# Sundown SAX-200.4



## nismos14 (Jun 22, 2007)

Well I asked and asked for someone to make something like this... and Jacob delivered. Here's the manufacture ratings and test data:

Official Ratings off *SAX-200.4* :

200x4 at 4 ohms 
300x4 at 2 ohms 
400x4 at 1 ohm
600x2 at 4 ohms 
800x2 at 2 ohms 

_Actual tested - factory supplied figures :

210x4 at 4 ohms
350x4 at 2 ohms
465x4 at 1 ohm
665x2 at 4 ohms
925x2 at 2 ohms

_Those power ratings are absolutely on point. This amp does pretty much everything anyone can want from it. TONS of power, ability to run an active 2-way front stage no problem. 

I tried the amp on a variety of configurations, I used it to power my Dyn setup, on my subs bridged to each side and on a combo of the Dyns and the subs. The 1 ohm stability is excellent, allows me to power most configurations of subs I'll ever have, since I run IB.
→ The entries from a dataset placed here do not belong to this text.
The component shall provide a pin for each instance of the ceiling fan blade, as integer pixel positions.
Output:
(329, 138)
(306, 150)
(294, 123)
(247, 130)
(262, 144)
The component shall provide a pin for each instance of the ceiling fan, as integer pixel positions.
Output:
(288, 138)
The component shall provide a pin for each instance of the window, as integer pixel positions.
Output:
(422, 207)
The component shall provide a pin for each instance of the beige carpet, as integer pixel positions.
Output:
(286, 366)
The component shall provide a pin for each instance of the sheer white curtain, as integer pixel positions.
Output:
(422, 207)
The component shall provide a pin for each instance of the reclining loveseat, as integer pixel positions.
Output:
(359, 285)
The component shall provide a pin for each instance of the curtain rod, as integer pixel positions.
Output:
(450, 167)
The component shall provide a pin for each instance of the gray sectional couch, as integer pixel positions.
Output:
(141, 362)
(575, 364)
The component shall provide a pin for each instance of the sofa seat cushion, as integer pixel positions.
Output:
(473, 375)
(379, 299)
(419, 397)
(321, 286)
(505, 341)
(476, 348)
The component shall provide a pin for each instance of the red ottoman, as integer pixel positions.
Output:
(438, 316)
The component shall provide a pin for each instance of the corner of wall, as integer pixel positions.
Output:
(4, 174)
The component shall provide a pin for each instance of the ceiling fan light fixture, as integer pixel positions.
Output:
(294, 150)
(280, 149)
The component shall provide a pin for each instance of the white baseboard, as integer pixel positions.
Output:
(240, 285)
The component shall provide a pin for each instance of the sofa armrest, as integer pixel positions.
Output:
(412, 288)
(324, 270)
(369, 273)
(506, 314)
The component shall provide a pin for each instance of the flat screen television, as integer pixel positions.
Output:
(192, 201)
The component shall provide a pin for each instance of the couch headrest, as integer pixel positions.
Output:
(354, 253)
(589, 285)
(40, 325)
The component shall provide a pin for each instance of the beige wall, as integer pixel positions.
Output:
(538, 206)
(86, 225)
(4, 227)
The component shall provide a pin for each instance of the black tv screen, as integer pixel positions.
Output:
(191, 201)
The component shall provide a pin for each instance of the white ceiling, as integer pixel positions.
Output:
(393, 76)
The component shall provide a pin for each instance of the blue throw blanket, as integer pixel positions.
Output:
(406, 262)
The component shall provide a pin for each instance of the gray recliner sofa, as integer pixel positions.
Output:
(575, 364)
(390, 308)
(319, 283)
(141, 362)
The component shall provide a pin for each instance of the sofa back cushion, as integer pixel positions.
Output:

When I had the subs and the Dyn's powered off the amp, the subs needed very little gain to get moving. I had them getting 200x2 rms previously, and with the Sundown it's more than evident that they are getting FAR more power even in stereo mode. It really feels like even the tested specs on the amp are underrated. 

The Dyn's sounded magnificent on this amp. I had them running off a few different amps in the past, and this one pushed them just as well and sounded just as good as any other I've ran on them. Music sounded on point and detailed with enormous power reserves, again I had the gains down low on the Dyn's as well as the amp was putting out a ton of power.

Build quality: 9/10
Functionality: 9/10
Sound Quality: 9/10
Actual output power: 10/10
Ease of setting/using: 10/10
Total: 47/50


----------



## Kmanian (Apr 8, 2008)

very nice. Did you measure distortion at 2 and 1 ohm per ch? Was there a notable audible difference?


----------



## nismos14 (Jun 22, 2007)

Kmanian said:


> very nice. Did you measure distortion at 2 and 1 ohm per ch? Was there a notable audible difference?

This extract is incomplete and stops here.